Sources within the department told amNewYork Metro that Caban is well-liked and respected, much like his predecessor who resigned after reported friction between her and Adams hit a breaking point. Sewell’s unceremonious exit after just 18 months on the job came amidst what sources reported as frustrations over her power being undermined by men in her orbit, namely Adams’ Deputy Mayor for Public Safety Philip Banks III.
Things seemed to hit a point of no return when Sewell recommended discipline against NYPD Chief of Department Jeffery Maddrey, a close ally of the mayor, for intervening in a 2021 gun arrest involving one of his former colleagues. After that move by Sewell, Adams reportedly started having her run all departmental promotions by City Hall, effectively handcuffing her in one of her job’s core functions.
Sources say they believe Sewell was a great loss to the police force and the ghost of her swift resignation hung heavy over Monday’s announcement.
Under Sewell’s brief tenure, the city saw a nearly 25% decrease in shootings when compared with the same period last year, according to NYPD crime data released earlier this month. That’s a trend Caban hopes to maintain as he makes history with his appointment.
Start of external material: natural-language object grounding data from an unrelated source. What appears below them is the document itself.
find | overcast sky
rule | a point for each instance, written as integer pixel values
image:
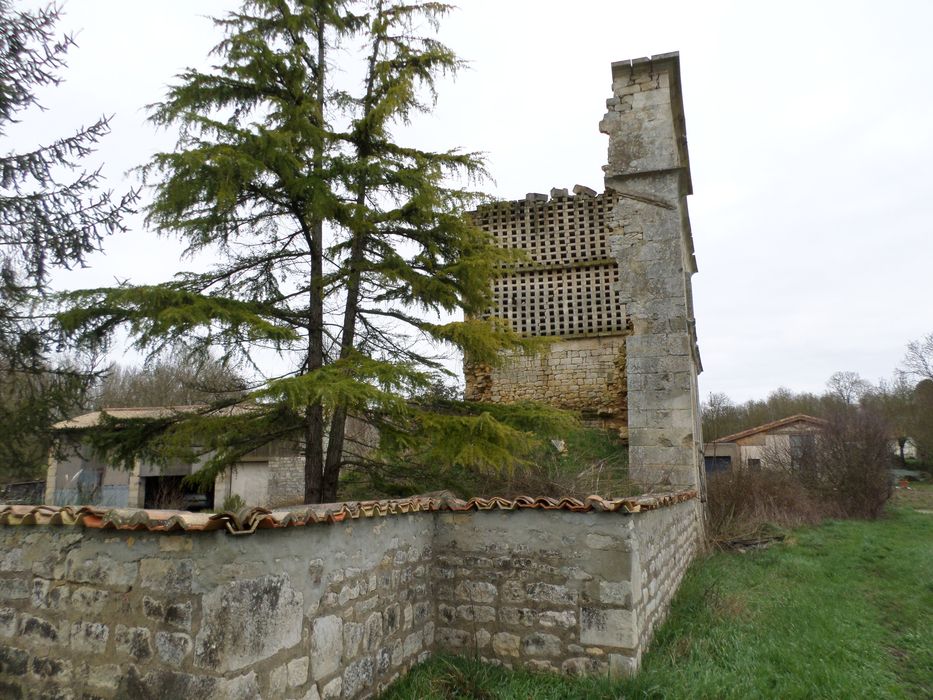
(809, 128)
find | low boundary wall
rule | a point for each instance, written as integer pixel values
(149, 604)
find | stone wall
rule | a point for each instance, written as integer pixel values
(333, 610)
(559, 591)
(649, 175)
(581, 374)
(319, 612)
(615, 264)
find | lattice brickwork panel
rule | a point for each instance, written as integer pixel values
(568, 286)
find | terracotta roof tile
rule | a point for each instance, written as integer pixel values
(820, 422)
(249, 520)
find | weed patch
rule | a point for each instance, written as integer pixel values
(840, 610)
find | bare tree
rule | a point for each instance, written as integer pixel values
(848, 387)
(918, 362)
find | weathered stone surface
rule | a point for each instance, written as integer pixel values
(540, 644)
(133, 641)
(55, 670)
(357, 677)
(101, 570)
(174, 614)
(161, 685)
(40, 629)
(89, 637)
(297, 672)
(326, 646)
(608, 627)
(505, 644)
(8, 622)
(13, 661)
(245, 622)
(173, 647)
(536, 569)
(87, 600)
(167, 575)
(333, 689)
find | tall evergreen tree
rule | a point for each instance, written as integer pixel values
(338, 243)
(53, 214)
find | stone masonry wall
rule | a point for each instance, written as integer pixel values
(582, 374)
(559, 591)
(335, 610)
(667, 542)
(649, 174)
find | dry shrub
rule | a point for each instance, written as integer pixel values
(843, 473)
(850, 463)
(742, 503)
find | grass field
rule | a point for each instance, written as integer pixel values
(842, 610)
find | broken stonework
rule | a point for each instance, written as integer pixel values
(341, 608)
(609, 276)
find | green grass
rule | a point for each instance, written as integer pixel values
(842, 610)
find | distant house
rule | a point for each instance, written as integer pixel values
(770, 446)
(269, 477)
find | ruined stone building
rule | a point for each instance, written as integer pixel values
(609, 276)
(340, 600)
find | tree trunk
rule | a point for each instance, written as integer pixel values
(314, 467)
(315, 491)
(338, 423)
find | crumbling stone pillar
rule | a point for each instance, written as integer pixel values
(649, 171)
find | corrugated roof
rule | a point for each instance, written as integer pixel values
(92, 419)
(772, 426)
(249, 520)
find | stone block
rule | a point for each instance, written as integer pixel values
(551, 594)
(102, 570)
(540, 644)
(477, 613)
(47, 669)
(173, 647)
(506, 644)
(166, 684)
(8, 622)
(616, 593)
(372, 632)
(326, 646)
(297, 672)
(174, 614)
(244, 622)
(476, 591)
(167, 575)
(41, 630)
(13, 661)
(134, 642)
(608, 627)
(333, 689)
(89, 637)
(357, 677)
(352, 639)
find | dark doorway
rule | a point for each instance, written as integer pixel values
(171, 493)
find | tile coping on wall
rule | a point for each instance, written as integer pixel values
(249, 520)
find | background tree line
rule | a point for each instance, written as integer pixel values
(905, 403)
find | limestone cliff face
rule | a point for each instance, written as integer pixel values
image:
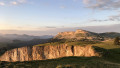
(47, 52)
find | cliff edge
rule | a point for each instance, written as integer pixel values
(47, 52)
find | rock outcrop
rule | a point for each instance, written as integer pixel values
(47, 52)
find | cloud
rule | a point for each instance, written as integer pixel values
(62, 7)
(102, 4)
(50, 27)
(2, 3)
(12, 2)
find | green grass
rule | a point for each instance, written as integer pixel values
(67, 62)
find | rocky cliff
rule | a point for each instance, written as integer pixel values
(47, 52)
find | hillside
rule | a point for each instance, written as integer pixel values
(83, 35)
(47, 52)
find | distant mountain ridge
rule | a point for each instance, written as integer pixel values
(83, 34)
(24, 37)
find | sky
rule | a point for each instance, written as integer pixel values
(44, 15)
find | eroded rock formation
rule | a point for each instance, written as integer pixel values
(47, 52)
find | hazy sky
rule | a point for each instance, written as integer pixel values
(51, 14)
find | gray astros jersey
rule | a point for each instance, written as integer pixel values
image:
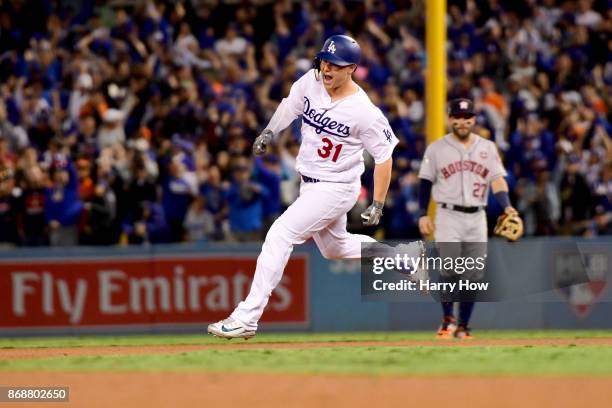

Adams, who has fiercely denied the reports of strife between himself and Sewell, heaped praise upon the former commissioner, crediting her with double-digit declines in shootings and murders since he took office in January 2022.
“You’re seeing a city that’s not coming back, you’re seeing a city that’s back,” the mayor said. “And part of the partnership of the return of the greatness of this city is due to the partnership with Keechant Sewell and our incoming police commissioner Edward Caban.”